Most GEO tracking programmes fail before they start. Not because the tools are wrong, but because the prompts are. After analysing 50,000 real GEO prompts generated across dozens of industries, we found the same pattern everywhere: brands over-index on branded and comparison queries, and almost completely ignore the discovery-stage prompts where AI engines actually shape buyer decisions. Here's what the distribution looks like, and why it matters for how you track and improve visibility in 2026.

What Is Intent Distribution in GEO Prompts?

Intent distribution describes the mix of query types you're monitoring across AI engines. A well-structured prompt set covers six intent types: category queries, use-case queries, comparison queries, recommendation queries, problem-solution queries, and feature-specific queries. In practice, most brands only monitor two or three of these, which creates a measurement gap that makes their visibility data look better than it is.

This matters because research from Andrew Holland comparing SEO and GEO results on real B2B client data found that only 33-38% of sources overlapped between keyword-led results and prompt-led results. That means more than 60% of what AI engines surface on a real purchase-intent prompt is completely different from what ranks for the equivalent keyword. The content types differ too. Keyword-led results returned category pages and explainers. Prompt-led results returned support pages, installation guides, and solution-fit content. Same topic, completely different asset class.

If your prompt set doesn't reflect that split, you're not measuring GEO. You're measuring a narrow slice of branded queries and calling it GEO.

What Does a Typical Prompt Set Actually Look Like?

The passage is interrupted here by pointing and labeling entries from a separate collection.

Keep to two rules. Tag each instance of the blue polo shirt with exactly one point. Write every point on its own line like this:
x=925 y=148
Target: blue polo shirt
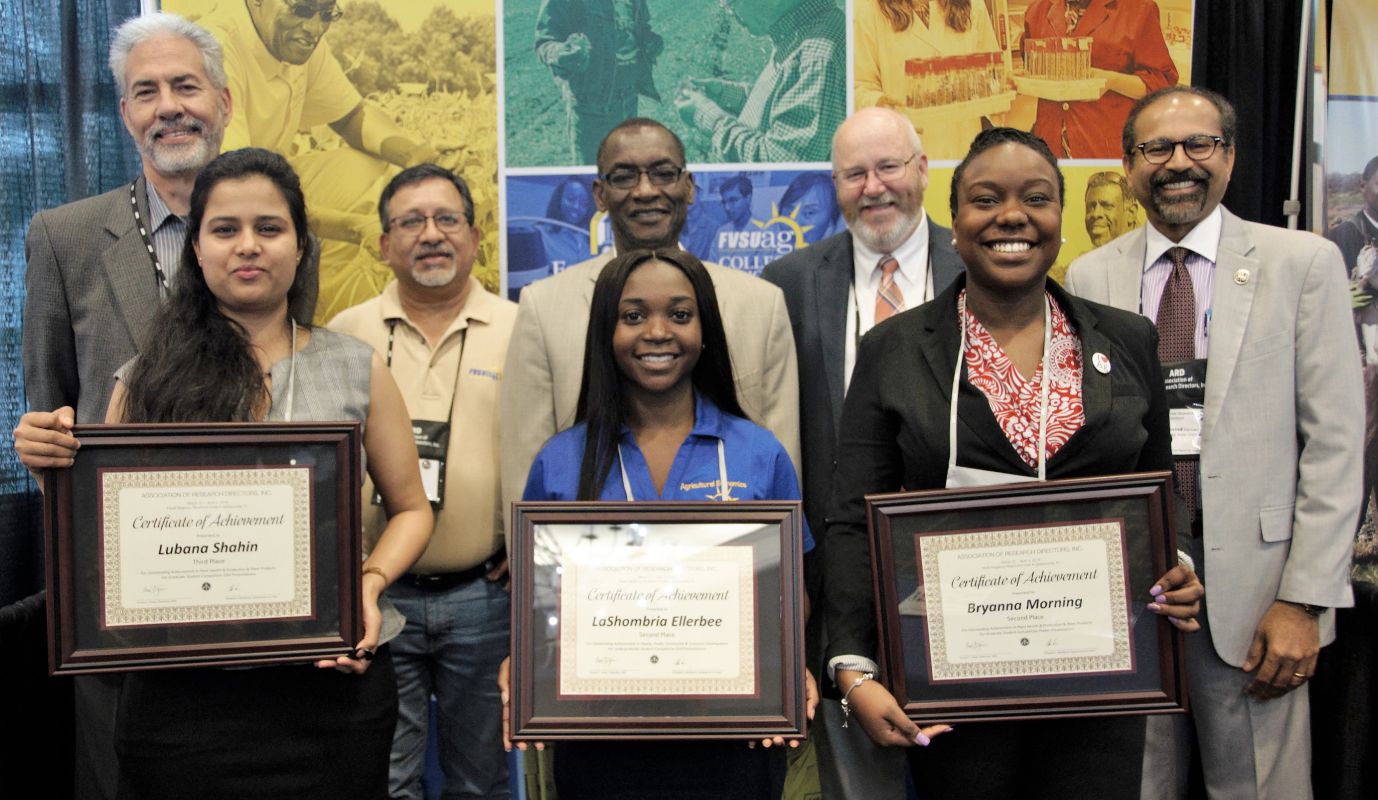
x=758 y=467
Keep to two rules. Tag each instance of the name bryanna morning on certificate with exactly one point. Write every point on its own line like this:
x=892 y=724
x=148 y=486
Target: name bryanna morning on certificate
x=200 y=545
x=1027 y=602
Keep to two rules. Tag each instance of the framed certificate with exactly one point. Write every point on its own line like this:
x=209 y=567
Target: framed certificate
x=204 y=544
x=1027 y=599
x=677 y=620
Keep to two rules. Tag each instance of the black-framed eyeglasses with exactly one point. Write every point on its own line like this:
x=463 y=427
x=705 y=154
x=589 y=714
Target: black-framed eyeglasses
x=626 y=178
x=886 y=171
x=307 y=10
x=1198 y=148
x=414 y=223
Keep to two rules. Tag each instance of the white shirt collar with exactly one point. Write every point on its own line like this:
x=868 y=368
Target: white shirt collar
x=911 y=254
x=1202 y=240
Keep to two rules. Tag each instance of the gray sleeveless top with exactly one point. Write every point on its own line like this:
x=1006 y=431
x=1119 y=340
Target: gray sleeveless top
x=334 y=376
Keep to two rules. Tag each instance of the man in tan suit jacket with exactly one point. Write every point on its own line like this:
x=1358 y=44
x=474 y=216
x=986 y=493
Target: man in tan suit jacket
x=1279 y=445
x=546 y=355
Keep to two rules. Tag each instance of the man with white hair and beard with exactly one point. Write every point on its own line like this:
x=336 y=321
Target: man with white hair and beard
x=444 y=339
x=98 y=267
x=890 y=258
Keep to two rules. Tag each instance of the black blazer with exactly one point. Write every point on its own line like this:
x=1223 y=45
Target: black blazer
x=895 y=431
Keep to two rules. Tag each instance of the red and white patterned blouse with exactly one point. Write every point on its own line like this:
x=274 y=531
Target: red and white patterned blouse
x=1016 y=401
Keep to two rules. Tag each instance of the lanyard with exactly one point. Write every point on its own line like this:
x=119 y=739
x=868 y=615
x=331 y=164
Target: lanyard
x=856 y=307
x=148 y=243
x=459 y=366
x=722 y=472
x=1042 y=416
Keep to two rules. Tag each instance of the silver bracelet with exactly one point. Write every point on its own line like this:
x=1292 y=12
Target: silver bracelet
x=846 y=707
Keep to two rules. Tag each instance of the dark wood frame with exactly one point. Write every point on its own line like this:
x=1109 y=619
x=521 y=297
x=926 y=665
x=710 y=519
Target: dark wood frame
x=637 y=718
x=77 y=643
x=1094 y=696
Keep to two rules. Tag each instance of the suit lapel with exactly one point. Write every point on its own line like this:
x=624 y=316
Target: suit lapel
x=943 y=258
x=130 y=270
x=1231 y=304
x=833 y=284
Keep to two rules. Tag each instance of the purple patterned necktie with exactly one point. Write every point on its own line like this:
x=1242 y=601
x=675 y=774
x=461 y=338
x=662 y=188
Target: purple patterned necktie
x=1177 y=342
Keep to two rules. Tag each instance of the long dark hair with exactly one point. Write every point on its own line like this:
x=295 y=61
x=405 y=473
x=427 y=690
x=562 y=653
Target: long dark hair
x=196 y=364
x=601 y=402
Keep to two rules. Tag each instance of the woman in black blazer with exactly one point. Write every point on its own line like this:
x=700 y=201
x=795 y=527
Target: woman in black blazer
x=895 y=434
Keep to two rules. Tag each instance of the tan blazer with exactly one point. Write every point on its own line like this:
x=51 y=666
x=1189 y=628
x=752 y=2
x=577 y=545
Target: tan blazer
x=546 y=361
x=1284 y=420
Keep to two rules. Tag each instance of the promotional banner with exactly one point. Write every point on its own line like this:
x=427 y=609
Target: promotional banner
x=353 y=91
x=350 y=92
x=1352 y=214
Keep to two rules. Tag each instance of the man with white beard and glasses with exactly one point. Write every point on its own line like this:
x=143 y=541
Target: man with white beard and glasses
x=98 y=269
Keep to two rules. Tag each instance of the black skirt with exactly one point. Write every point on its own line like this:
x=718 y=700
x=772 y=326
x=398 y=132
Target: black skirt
x=274 y=731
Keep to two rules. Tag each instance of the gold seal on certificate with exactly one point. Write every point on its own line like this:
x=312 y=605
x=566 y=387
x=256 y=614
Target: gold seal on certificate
x=664 y=620
x=194 y=545
x=1019 y=602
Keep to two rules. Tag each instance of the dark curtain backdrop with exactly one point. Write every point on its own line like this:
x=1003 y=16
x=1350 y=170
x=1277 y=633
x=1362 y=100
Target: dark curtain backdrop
x=1247 y=50
x=61 y=139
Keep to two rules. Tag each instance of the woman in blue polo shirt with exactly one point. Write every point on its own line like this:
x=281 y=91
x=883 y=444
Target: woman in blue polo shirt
x=659 y=420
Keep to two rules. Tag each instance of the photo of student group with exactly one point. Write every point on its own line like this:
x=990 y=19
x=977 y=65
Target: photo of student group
x=1031 y=456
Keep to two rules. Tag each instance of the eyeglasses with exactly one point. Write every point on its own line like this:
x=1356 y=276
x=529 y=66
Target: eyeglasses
x=627 y=178
x=1198 y=148
x=414 y=223
x=885 y=171
x=307 y=10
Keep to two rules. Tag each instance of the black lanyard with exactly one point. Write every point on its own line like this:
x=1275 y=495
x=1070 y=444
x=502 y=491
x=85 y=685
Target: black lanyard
x=148 y=241
x=459 y=368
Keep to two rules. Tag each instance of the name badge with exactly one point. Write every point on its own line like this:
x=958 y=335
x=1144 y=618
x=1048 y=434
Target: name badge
x=432 y=444
x=1184 y=383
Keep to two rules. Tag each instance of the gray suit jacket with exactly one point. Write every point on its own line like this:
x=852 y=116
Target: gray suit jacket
x=1284 y=420
x=546 y=361
x=91 y=296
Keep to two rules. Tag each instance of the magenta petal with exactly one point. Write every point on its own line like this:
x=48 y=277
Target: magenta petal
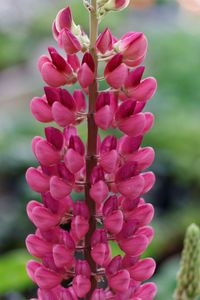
x=79 y=226
x=144 y=157
x=38 y=181
x=41 y=110
x=120 y=281
x=74 y=161
x=149 y=121
x=63 y=256
x=104 y=42
x=99 y=253
x=62 y=115
x=109 y=161
x=69 y=42
x=98 y=294
x=133 y=187
x=143 y=269
x=146 y=291
x=99 y=191
x=64 y=19
x=43 y=218
x=46 y=278
x=52 y=76
x=149 y=180
x=134 y=125
x=104 y=117
x=59 y=188
x=36 y=246
x=142 y=214
x=117 y=77
x=148 y=231
x=46 y=154
x=134 y=245
x=85 y=76
x=114 y=222
x=81 y=285
x=145 y=90
x=31 y=268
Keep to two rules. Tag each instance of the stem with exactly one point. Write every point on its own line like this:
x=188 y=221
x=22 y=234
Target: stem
x=91 y=146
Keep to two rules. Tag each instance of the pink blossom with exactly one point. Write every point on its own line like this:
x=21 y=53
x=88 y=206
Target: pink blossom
x=92 y=186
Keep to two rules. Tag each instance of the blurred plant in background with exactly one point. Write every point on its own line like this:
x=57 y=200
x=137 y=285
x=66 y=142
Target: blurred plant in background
x=174 y=44
x=188 y=279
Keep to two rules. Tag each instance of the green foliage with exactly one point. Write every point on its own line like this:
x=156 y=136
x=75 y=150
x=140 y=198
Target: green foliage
x=12 y=271
x=189 y=274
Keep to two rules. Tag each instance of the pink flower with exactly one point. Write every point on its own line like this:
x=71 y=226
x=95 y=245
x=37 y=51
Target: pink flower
x=135 y=87
x=73 y=233
x=116 y=4
x=86 y=72
x=106 y=105
x=133 y=46
x=116 y=71
x=105 y=41
x=68 y=41
x=55 y=71
x=64 y=19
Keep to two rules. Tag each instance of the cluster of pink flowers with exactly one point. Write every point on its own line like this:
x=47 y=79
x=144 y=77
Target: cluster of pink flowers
x=117 y=181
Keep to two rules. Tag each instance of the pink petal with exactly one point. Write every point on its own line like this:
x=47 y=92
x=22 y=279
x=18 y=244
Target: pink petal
x=149 y=180
x=99 y=191
x=85 y=76
x=69 y=42
x=134 y=245
x=134 y=125
x=143 y=269
x=145 y=90
x=62 y=115
x=79 y=226
x=133 y=187
x=73 y=161
x=120 y=281
x=149 y=121
x=114 y=222
x=52 y=76
x=81 y=285
x=43 y=218
x=146 y=291
x=31 y=268
x=41 y=110
x=148 y=231
x=64 y=19
x=46 y=154
x=59 y=188
x=104 y=117
x=63 y=256
x=46 y=279
x=104 y=42
x=36 y=246
x=109 y=161
x=38 y=181
x=143 y=214
x=99 y=253
x=117 y=77
x=144 y=157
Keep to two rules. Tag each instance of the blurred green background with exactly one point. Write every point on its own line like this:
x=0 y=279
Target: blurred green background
x=173 y=30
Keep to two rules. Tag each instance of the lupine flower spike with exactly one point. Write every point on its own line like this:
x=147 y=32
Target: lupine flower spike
x=188 y=278
x=72 y=240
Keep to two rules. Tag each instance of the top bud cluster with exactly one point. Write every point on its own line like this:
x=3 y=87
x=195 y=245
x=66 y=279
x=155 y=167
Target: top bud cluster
x=116 y=180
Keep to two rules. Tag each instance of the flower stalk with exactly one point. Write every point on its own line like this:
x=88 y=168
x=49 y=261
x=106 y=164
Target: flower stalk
x=91 y=160
x=72 y=240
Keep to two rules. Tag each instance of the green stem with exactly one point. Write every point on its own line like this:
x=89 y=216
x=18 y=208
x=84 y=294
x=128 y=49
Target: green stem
x=91 y=145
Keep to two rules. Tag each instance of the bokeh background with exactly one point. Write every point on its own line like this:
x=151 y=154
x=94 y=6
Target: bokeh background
x=173 y=29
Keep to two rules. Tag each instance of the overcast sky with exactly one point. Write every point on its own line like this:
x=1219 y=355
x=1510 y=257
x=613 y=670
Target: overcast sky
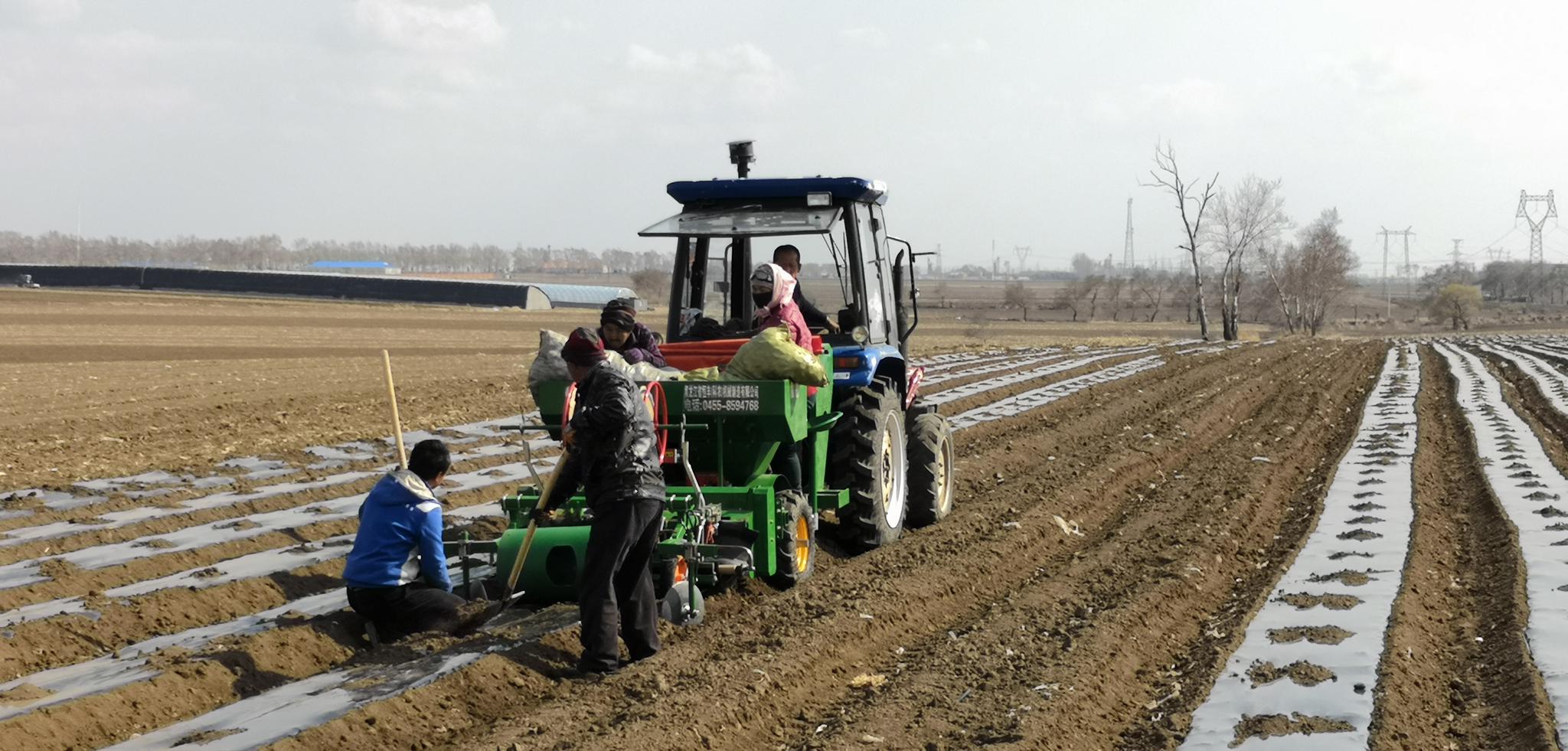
x=560 y=122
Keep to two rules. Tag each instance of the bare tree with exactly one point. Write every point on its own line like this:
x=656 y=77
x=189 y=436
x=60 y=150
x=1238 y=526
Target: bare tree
x=1192 y=206
x=1244 y=217
x=1152 y=286
x=1312 y=275
x=1017 y=296
x=1092 y=289
x=1116 y=286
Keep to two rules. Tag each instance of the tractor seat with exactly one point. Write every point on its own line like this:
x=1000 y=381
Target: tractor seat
x=715 y=351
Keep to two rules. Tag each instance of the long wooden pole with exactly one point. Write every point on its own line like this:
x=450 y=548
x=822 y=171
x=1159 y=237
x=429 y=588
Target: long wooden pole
x=397 y=422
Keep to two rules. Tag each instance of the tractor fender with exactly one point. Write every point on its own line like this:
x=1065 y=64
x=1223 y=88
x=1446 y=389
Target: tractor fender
x=860 y=366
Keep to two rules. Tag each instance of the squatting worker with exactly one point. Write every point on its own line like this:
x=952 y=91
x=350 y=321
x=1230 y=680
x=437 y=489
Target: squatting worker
x=613 y=455
x=397 y=570
x=622 y=333
x=788 y=257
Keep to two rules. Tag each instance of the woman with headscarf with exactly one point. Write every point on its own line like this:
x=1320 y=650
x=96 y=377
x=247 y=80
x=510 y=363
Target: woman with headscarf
x=773 y=292
x=622 y=333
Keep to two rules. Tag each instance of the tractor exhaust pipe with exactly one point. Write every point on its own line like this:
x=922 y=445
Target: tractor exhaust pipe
x=740 y=155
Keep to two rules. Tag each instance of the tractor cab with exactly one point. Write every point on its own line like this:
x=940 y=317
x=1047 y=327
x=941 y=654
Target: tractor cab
x=857 y=273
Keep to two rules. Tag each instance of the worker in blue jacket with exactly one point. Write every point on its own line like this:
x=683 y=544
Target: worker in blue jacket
x=397 y=570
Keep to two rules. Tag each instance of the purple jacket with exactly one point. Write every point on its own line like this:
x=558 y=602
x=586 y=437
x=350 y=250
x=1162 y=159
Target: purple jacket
x=640 y=347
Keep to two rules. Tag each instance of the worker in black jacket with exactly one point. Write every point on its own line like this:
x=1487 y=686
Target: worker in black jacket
x=788 y=257
x=612 y=452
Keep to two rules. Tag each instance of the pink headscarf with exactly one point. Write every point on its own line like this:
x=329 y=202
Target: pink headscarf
x=781 y=308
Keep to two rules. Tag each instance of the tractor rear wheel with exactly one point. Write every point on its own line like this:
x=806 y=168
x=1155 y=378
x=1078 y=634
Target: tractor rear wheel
x=795 y=547
x=869 y=460
x=930 y=469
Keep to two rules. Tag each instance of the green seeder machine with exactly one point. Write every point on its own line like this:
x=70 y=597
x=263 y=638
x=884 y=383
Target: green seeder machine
x=874 y=456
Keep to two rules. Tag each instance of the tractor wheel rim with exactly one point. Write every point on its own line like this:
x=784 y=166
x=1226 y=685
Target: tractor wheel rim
x=893 y=474
x=802 y=544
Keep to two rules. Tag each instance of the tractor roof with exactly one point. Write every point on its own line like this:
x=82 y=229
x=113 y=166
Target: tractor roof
x=845 y=188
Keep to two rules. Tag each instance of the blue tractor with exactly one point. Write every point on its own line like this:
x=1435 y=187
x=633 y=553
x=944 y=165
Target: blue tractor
x=887 y=456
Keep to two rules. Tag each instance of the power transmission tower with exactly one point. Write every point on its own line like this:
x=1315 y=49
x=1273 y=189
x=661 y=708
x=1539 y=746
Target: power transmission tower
x=1536 y=226
x=1388 y=300
x=1126 y=253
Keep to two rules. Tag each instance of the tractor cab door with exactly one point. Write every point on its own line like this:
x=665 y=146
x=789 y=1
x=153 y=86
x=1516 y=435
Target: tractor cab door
x=872 y=276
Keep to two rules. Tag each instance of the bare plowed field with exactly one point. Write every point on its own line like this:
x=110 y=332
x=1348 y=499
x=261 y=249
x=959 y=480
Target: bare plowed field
x=1173 y=546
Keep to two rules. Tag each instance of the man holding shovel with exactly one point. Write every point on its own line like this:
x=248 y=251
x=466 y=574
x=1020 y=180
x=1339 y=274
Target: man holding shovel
x=612 y=453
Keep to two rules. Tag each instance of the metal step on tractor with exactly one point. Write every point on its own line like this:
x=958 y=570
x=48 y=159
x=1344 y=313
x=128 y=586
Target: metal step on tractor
x=874 y=456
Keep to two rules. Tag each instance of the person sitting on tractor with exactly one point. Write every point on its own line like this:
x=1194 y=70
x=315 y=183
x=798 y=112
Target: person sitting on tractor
x=772 y=289
x=622 y=333
x=397 y=570
x=788 y=257
x=612 y=453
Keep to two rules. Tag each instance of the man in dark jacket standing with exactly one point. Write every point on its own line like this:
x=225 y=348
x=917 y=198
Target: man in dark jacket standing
x=612 y=452
x=397 y=570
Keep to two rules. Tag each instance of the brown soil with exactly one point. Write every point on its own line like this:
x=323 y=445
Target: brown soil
x=134 y=381
x=1457 y=671
x=1302 y=673
x=1177 y=534
x=1266 y=727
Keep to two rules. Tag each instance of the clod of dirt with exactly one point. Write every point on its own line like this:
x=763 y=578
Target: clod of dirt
x=206 y=736
x=1315 y=634
x=1303 y=601
x=22 y=694
x=1300 y=673
x=869 y=681
x=1266 y=727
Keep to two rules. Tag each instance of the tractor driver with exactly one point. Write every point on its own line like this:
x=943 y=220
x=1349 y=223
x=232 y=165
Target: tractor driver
x=612 y=452
x=397 y=570
x=788 y=257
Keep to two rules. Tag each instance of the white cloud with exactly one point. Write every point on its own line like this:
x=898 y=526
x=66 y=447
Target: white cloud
x=866 y=37
x=40 y=13
x=739 y=74
x=949 y=49
x=1382 y=73
x=1184 y=101
x=430 y=27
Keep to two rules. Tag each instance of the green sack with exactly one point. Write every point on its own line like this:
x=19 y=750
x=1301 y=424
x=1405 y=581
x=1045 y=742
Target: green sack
x=773 y=356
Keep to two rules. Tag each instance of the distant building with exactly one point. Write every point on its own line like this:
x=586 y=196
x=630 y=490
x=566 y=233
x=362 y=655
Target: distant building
x=356 y=267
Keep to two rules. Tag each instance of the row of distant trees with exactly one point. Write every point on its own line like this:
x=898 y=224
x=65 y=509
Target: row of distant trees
x=272 y=253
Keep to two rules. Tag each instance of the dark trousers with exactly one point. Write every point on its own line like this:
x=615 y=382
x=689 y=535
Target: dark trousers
x=410 y=609
x=616 y=586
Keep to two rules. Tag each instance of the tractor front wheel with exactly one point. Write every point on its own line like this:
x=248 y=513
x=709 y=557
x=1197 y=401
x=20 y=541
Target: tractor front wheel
x=795 y=544
x=930 y=469
x=869 y=460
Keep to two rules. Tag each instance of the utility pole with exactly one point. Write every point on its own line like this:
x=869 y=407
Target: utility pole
x=1536 y=226
x=1126 y=253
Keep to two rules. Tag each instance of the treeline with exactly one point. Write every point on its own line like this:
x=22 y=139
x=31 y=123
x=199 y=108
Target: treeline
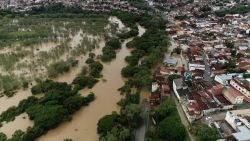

Across the 50,000 prompts we analysed, branded and comparison queries dominated. The majority of prompt sets skewed heavily toward queries like "[brand] review," "[brand] vs [competitor]," and "what is [brand]." These are the prompts that feel safe to monitor because they're easy to construct and the results are easy to interpret.

The problem is that they test a small fraction of how buyers actually use AI engines. When someone is in early-stage research, they don't ask "what is [brand]." They ask "what's the best platform for [specific use case]" or "how do I solve [problem] for a team of 50." Those are the queries that determine whether your brand exists in the AI's mental model of your category. And they're the queries most brands aren't tracking.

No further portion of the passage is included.